Mathieu van der Poel vise les Mondiaux de Montréal après le Tour du Luxembourg
Le Néerlandais Mathieu van der Poel participe au Tour du Luxembourg pour retrouver du rythme de course avant la course en ligne des Championnats du monde, le 27 septembre à Montréal. Il y voit une préparation similaire à celle de l'an dernier.

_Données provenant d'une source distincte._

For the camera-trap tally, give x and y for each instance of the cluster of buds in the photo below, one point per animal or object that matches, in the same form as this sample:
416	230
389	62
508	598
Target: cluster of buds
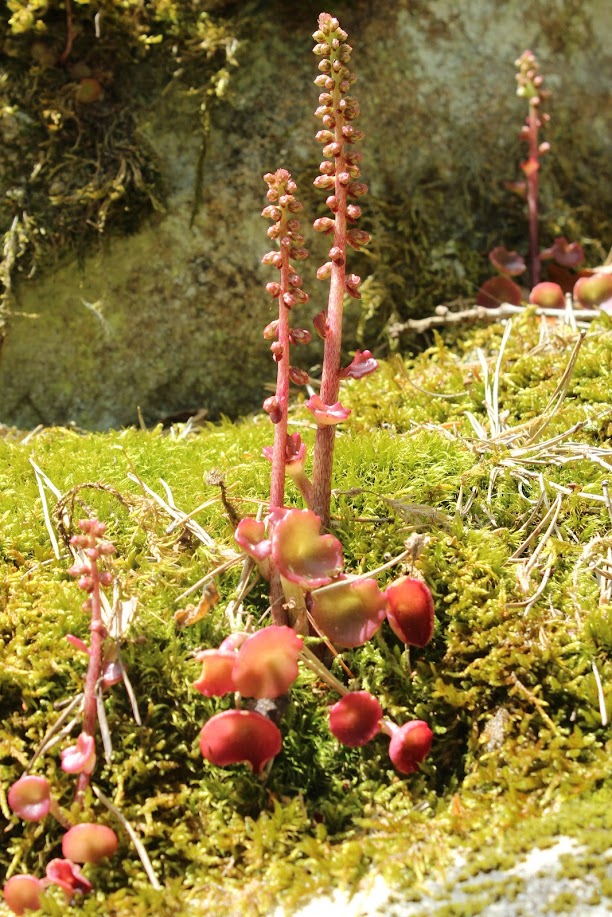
340	170
530	87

Mathieu van der Poel a fait de la course en ligne des Championnats du monde son grand objectif de fin de saison. Pour préparer ce rendez-vous fixé au 27 septembre à Montréal, au Canada, le coureur néerlandais a choisi le Tour du Luxembourg, où il espère retrouver du rythme de compétition. Il l'a confié mardi à l'agence de presse belge Belga.
Le Néerlandais s'appuie sur une expérience comparable vécue la saison précédente. Selon lui, cette épreuve peut cette année encore servir le même objectif. Le Tour du Luxembourg offre en effet un terrain de préparation idéal avant un grand championnat : des étapes exigeantes, un peloton relevé et une intensité proche de celle d'une course d'un jour.
La participation de Van der Poel constitue l'un des principaux attraits de cette édition. Sa présence attire l'attention des suiveurs et du public, alors que la course se déroule actuellement. Les observateurs y voient un indicateur précieux de sa condition physique à moins de deux semaines de l'échéance mondiale.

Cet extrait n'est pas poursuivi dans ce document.